Adanya struktur dalam keluarga, keteraturan dan batasan yang jelas sangat penting untuk menghadapi kehidupan, apapun bentuk dunianya. Batasannya baik dalam bentuk waktu maupun konten. Sepakati dengan anak.

Kedua

Jangan sampai luput stimulasi sensori motorik anak. Semakin terintegrasi sensori motorik anak, semakin optimal tumbuh kembang anak.

Ketika anak usia dini habis sehari-harinya di dunia maya, terlebih nanti di era metaverse yang secara pengalaman (pengalaman sensori dan emosinya) sama dengan dunia nyata, maka kita perlu imbangi dengan aktivitas yang menyentuh seluruh aspek perkembangan anak secara utuh di dunia nyata.

Inilah PR untuk pendidik dalam menyambut era baru. Fokus pada stimulasi tumbuh kembang. Oleh karenanya saya sangat terbantu dengan kreativitas tanpa batas dari para guru RA Amal Mulia, misalnya saja pekan tradisional.

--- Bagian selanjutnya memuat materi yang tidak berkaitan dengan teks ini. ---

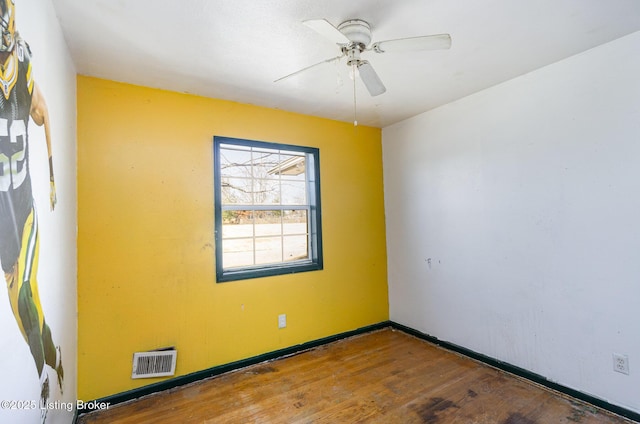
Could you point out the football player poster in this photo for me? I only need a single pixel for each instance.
(22, 102)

Pada pekan tradisional, anak mendapat banyak stimulasi. Walau pandemi, tak membuat para guru berkecil hati dan kehabisan ide untuk stimulasi. Melalui permainan tradisional, sensori motoriknya sangat terstimulasi. Pun demikian dengan kognitif, sosial, dan emosi.

Oleh karenanya memang PTM walau terbatas selalu dirindukan ya, baik untuk guru dan siswa.

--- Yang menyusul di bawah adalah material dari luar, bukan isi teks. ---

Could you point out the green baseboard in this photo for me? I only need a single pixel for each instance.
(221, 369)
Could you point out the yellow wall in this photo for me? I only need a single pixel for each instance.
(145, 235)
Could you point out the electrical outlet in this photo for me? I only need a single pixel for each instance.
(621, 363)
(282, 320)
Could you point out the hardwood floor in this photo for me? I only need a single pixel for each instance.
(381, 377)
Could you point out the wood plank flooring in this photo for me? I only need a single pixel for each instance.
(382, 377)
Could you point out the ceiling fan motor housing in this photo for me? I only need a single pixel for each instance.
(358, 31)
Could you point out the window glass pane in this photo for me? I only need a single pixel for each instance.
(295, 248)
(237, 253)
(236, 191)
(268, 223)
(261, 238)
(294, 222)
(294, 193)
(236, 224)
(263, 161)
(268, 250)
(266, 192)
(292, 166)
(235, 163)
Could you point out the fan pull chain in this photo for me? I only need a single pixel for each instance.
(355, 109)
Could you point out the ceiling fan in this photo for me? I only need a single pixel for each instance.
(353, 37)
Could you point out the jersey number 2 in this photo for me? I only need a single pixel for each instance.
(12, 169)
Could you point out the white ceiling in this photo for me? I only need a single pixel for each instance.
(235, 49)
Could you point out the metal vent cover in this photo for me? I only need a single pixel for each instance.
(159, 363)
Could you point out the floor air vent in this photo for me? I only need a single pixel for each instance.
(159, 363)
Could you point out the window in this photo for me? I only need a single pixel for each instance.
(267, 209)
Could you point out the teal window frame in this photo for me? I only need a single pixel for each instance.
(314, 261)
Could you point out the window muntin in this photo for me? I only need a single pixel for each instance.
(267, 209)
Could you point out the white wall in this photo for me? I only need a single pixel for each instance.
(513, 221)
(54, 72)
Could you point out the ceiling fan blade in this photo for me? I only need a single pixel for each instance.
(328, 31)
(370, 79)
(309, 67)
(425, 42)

Akan tetapi di tengah gelombang ketiga ini pun, saya yakin guru pantang menyerah karena sudah teruji di awal pandemi. Walau PJJ fokusnya sama stimulasi utuh aspek perkembangannya,

Teknologi memang tidak bisa ditolak karena inilah cara manusia mempermudah hidupnya.

Walaupun demikian, bukan berarti kita menjadi pasif untuk mencegah hal yang buruk. Berbagai macam aktivitas bisa diperkenalkan pada anak, termasuk juga permainan tradisional.

Yuk, tetap bahagia menyambut era yang tak bisa diduga, siapkan pijakan pengasuhan yang kokoh agar anak dapat menyesuaikan diri dengan baik.